Tomorrow, Mother Theresa will be made a saint. On Wednesday, on NPR's Morning Edition, I heard a story about the miracles that must be attributed to her, or anyone nominated for sainthood.
It's not enough to work miracles in life on this side of the grave; one must also work miracles after one's death: "The idea is that a person worthy of sainthood must demonstrably be in heaven, actually interceding with God on behalf of those in need of healing." The doctors come in, and if there's no medical explanation, the healing is declared a miracle.
Now I'm all for sainthood, even though I'm not a Catholic, and I've always understood the importance of setting the bar high so that not just anyone becomes a saint. But on Wednesday, as I heard the news report, I thought that the standard for miracle might not be high enough.
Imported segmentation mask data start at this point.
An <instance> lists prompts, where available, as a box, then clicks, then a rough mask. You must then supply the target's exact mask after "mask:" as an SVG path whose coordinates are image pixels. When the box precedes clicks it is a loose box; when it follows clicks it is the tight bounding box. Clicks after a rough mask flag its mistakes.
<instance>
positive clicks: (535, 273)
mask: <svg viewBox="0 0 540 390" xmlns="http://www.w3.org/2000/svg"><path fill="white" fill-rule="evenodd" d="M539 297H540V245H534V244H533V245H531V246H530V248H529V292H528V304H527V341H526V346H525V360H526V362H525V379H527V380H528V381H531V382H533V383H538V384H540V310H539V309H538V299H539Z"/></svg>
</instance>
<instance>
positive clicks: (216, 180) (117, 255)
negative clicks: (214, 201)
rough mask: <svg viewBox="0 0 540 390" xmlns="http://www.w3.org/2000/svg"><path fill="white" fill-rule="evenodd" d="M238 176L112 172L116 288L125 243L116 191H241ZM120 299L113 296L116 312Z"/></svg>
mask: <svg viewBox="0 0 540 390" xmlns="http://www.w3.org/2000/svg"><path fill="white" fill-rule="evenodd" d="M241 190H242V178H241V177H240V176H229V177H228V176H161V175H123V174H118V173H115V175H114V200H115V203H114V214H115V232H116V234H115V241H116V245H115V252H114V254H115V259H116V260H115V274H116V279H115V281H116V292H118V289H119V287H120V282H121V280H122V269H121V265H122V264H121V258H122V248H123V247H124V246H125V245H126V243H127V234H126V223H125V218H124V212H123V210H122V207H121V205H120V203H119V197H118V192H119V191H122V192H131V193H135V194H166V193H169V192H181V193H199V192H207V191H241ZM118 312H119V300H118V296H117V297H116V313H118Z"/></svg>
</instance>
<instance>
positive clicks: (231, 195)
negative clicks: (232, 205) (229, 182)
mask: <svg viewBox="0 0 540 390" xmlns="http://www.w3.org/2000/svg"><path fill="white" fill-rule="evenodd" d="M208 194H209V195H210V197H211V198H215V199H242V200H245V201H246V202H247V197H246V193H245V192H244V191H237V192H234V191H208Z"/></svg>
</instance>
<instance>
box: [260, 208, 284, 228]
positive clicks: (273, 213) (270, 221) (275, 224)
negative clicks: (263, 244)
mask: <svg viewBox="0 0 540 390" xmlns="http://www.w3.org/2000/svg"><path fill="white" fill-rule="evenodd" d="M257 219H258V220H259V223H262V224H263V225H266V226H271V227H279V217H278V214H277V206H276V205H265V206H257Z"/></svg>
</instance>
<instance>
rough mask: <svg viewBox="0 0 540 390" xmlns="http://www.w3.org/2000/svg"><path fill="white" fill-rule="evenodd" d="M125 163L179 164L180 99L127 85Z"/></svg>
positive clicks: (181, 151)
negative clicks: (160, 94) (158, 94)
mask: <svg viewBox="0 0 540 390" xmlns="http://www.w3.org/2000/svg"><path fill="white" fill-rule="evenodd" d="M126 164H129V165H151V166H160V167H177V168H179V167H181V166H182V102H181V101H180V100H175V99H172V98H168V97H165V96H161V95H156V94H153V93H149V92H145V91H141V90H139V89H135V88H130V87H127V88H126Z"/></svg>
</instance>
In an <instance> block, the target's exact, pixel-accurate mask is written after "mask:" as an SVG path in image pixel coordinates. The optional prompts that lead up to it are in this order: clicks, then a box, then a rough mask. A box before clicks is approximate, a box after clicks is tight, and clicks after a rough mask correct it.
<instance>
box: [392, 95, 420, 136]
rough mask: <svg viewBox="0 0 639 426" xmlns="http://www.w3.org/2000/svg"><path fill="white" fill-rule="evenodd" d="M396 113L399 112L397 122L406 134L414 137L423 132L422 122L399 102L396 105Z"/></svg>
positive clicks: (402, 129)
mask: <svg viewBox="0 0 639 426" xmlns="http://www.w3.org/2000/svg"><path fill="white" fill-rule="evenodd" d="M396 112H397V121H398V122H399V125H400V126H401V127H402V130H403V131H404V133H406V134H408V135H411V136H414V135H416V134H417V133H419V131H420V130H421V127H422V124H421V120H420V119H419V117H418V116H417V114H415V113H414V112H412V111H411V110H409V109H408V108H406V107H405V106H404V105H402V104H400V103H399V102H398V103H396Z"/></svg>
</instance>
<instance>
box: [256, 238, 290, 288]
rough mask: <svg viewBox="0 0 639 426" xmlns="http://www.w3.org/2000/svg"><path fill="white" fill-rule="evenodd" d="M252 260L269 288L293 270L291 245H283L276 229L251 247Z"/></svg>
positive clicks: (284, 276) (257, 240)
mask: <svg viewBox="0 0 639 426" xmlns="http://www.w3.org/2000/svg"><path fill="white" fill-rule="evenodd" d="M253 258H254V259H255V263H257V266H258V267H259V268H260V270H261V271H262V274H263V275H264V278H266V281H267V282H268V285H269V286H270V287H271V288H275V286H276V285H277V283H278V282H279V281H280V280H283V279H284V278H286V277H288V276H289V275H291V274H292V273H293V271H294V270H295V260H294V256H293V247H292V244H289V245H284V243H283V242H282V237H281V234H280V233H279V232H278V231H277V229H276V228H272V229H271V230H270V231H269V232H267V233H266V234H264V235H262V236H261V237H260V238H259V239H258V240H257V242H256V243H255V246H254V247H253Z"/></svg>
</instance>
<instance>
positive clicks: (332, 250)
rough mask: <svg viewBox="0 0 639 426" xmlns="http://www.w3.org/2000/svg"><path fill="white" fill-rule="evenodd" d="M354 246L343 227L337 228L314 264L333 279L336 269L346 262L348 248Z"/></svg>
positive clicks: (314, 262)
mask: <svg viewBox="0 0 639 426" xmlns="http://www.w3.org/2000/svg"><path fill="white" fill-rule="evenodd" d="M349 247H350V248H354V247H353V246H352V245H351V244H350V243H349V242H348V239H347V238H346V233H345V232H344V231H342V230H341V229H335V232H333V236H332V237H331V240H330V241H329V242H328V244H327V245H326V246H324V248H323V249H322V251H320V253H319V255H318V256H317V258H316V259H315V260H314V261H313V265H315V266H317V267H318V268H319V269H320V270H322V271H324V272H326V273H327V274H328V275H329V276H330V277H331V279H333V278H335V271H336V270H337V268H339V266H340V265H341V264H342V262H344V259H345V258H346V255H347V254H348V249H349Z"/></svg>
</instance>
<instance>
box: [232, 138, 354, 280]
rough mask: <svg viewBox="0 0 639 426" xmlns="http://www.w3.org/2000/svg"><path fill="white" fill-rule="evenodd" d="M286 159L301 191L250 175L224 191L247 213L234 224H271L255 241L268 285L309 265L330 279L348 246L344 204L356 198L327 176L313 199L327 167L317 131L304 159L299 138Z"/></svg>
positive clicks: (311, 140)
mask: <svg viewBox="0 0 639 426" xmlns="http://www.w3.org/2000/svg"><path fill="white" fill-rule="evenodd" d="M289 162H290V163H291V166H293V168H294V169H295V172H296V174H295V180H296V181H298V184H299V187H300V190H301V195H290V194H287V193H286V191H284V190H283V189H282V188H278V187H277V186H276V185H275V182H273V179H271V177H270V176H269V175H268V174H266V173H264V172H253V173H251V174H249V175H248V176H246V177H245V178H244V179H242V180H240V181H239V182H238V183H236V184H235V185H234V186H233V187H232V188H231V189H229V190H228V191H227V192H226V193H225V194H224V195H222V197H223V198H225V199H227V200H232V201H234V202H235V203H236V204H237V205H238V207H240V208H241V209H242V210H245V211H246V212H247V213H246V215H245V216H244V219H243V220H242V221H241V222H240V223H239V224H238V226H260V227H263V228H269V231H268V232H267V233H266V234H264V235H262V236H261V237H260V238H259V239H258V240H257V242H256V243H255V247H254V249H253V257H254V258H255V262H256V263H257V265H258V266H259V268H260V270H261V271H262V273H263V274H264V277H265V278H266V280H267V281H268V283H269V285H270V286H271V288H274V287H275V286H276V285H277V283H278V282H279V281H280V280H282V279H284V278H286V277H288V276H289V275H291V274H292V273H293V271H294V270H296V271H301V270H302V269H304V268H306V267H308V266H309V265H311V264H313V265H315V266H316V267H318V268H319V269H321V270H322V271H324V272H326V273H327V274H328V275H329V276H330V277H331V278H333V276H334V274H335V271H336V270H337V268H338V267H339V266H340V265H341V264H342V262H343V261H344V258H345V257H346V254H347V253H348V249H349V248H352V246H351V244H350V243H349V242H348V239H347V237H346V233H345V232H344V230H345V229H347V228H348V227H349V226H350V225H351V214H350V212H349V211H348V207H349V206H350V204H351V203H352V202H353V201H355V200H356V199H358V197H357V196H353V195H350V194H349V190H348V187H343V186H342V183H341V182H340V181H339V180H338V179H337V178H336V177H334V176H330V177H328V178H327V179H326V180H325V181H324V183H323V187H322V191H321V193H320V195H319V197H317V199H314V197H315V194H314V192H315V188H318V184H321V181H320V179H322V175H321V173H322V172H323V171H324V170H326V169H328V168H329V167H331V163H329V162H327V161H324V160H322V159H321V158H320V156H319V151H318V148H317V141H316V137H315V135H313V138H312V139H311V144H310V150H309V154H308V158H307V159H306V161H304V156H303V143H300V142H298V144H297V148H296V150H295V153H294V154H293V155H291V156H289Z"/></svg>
I thought of all the people I know who are alive now but would not be if we were living 50 years ago. Cures that would have once seemed miraculous--especially many cardiac operations--are now routine, occurring across the nation, many of them each and every day.
Does anyone go back to previous saints to examine those miracles? We could, after all. The news story reports that "more than 95 percent of the cases cited in support of a canonization, however, involve healing from disease." I'm not suggesting that sainthood be revoked. But it would be interesting to see if those stories of miracles hold up, in light of later medical developments.
To me, the true miracle of Mother Theresa is her faith, even as she felt God's absence, as her letters from her later years document. If someone can do the great things that she did, even while being unsure of God's presence--that's the true miracle to me, to carry on in the face of great doubt.